O importante não é afirmar os divinos Três. Isso até pode nos levar a uma heresia, vale dizer, a um erro na compreensão da fé, a heresia do triteísmo, como se houvesse três deuses. A centralidade se encontra na relação entre eles. As próprias palavras já supõem relação. Assim não existe pai simplesmente. Alguém é pai porque tem filho. Ninguém é filho simplesmente. É filho porque tem pai. Espírito, no sentido originário, significa sopro. Não há sopro sem alguém que assopre. O Espírito é o sopro do Pai para o Filho e do Filho para o Pai. Como se depreende, os Três sempre vêm juntos e se encontram eternamente entrelaçados. Em outras palavras, dizer Trindade é dizer relação, como disse o Papa João Paulo II quando esteve pela primeira vez na América Latina em 1979, em Puebla, no México: ‘A natureza íntima de Deus não é solidão, mas comunhão, porque Deus é família, é Pai, Filho e Espírito Santo’. Esse entrelaçamento foi expresso pela tradição teológica pela palavra grega pericorese que significa ‘a interrelação entre as Pessoas divinas’. Elas são distintas para poderem se relacionar. E essa relação mútua é tão profunda e radical que elas se uni-ficam. Elas ficam um só Deus-comunhão, um só Deus-amor, um só Deus-relação.

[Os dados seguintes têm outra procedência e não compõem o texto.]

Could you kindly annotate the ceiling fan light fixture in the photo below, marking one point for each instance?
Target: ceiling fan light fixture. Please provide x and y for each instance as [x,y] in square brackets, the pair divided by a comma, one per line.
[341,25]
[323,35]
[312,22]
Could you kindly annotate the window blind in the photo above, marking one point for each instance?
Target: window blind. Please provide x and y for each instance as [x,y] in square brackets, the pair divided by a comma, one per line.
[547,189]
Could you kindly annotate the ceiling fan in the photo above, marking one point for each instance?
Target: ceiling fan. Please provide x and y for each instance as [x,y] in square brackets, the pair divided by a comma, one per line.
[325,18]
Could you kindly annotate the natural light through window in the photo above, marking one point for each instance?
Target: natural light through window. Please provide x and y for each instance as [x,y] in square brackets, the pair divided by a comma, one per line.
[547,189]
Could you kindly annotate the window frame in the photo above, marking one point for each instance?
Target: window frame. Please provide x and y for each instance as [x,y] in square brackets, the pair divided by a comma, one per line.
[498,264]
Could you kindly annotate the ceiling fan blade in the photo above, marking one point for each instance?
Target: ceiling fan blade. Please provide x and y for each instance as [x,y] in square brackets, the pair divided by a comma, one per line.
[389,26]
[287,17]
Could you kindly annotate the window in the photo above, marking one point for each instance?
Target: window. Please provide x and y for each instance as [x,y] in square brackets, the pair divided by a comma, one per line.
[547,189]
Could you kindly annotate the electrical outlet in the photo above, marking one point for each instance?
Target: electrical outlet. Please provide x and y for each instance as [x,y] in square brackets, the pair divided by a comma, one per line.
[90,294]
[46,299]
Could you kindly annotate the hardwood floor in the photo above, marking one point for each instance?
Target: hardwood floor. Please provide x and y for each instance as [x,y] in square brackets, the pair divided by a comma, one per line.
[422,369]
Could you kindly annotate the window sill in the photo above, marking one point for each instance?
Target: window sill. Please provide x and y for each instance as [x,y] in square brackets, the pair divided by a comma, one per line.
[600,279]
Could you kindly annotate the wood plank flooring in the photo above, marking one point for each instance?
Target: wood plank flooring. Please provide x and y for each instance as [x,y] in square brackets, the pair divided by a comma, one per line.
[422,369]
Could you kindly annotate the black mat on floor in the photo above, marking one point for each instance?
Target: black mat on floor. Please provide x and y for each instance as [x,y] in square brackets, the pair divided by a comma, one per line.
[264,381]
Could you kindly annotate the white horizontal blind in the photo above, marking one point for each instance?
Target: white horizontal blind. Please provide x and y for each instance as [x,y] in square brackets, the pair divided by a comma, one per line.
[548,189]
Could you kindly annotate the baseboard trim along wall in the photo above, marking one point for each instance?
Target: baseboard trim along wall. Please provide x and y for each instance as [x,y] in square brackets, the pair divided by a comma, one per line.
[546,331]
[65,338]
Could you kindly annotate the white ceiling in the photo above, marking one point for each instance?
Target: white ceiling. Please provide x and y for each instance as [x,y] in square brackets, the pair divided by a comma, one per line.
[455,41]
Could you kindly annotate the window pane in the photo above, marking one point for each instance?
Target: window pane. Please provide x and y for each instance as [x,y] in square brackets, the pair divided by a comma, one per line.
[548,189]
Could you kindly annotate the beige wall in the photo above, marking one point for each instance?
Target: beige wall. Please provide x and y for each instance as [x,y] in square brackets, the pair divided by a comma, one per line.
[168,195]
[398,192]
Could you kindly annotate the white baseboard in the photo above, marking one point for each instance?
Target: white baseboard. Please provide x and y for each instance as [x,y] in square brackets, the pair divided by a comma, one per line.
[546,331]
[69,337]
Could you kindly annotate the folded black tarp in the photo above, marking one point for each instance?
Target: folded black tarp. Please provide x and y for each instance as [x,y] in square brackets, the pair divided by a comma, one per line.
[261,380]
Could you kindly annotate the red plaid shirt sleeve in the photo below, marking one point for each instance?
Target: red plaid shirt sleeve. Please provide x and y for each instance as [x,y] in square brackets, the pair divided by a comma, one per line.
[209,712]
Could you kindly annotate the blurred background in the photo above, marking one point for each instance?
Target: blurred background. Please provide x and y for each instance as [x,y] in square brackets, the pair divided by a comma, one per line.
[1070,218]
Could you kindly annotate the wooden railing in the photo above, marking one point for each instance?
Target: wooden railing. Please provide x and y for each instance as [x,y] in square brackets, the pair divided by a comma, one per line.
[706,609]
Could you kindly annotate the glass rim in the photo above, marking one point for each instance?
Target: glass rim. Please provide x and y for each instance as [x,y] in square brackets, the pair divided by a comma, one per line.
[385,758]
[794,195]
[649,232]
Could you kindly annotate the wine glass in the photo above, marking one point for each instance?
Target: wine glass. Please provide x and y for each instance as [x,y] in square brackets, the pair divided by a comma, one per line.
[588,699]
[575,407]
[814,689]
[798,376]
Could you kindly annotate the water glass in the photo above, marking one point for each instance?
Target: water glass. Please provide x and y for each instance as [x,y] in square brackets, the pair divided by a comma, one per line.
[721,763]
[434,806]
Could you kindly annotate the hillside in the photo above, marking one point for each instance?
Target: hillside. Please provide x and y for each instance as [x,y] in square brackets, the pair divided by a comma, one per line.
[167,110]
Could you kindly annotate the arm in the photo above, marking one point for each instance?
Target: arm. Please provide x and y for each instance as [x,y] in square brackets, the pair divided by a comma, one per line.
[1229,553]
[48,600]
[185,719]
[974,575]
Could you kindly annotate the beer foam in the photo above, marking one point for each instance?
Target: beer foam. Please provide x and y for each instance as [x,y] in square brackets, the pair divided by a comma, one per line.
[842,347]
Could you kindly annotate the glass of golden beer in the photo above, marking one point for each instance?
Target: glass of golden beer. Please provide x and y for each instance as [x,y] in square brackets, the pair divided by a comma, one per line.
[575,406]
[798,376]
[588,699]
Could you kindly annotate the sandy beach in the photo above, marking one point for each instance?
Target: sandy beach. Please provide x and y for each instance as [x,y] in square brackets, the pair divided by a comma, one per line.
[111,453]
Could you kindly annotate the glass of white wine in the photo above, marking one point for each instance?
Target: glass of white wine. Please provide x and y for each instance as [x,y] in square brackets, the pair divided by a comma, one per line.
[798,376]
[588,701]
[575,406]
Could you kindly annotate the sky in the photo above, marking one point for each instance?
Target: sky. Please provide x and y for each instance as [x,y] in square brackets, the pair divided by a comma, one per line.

Precisamos superar a terminologia tradicional com a qual se pretendia expressar a natureza íntima de Deus. Ela é, para nossos ouvidos contemporâneos, demasiadamente formal e abstrata. No nível da experiência de fé diríamos de forma mais simples e compreensível: Deus que está acima de nós e que é nossa origem chamamos de Pai-e-Mãe eternos; Deus que está  conosco e que se faz companheiro de caminhada se chama Filho; e Deus que habita nosso interior como entusiasmo e criatividade se chama Espírito Santo. Como se depreende, não são três deuses, mas o mesmo e único Deus-comunhão que atua em nós e nos insere em sua rede de relações. Dentro de nós se realiza a eterna relação de amor e de comunhão entre Pai, Filho e Espírito Santo. Deus-comunhão está sempre nascendo dentro de nós. Por isso somos seres de comunhão e um nó permanente de relações. No início de tudo está a comunhão dos divinos Três” (L. Boff, Experimentar Deus, p. 108-110).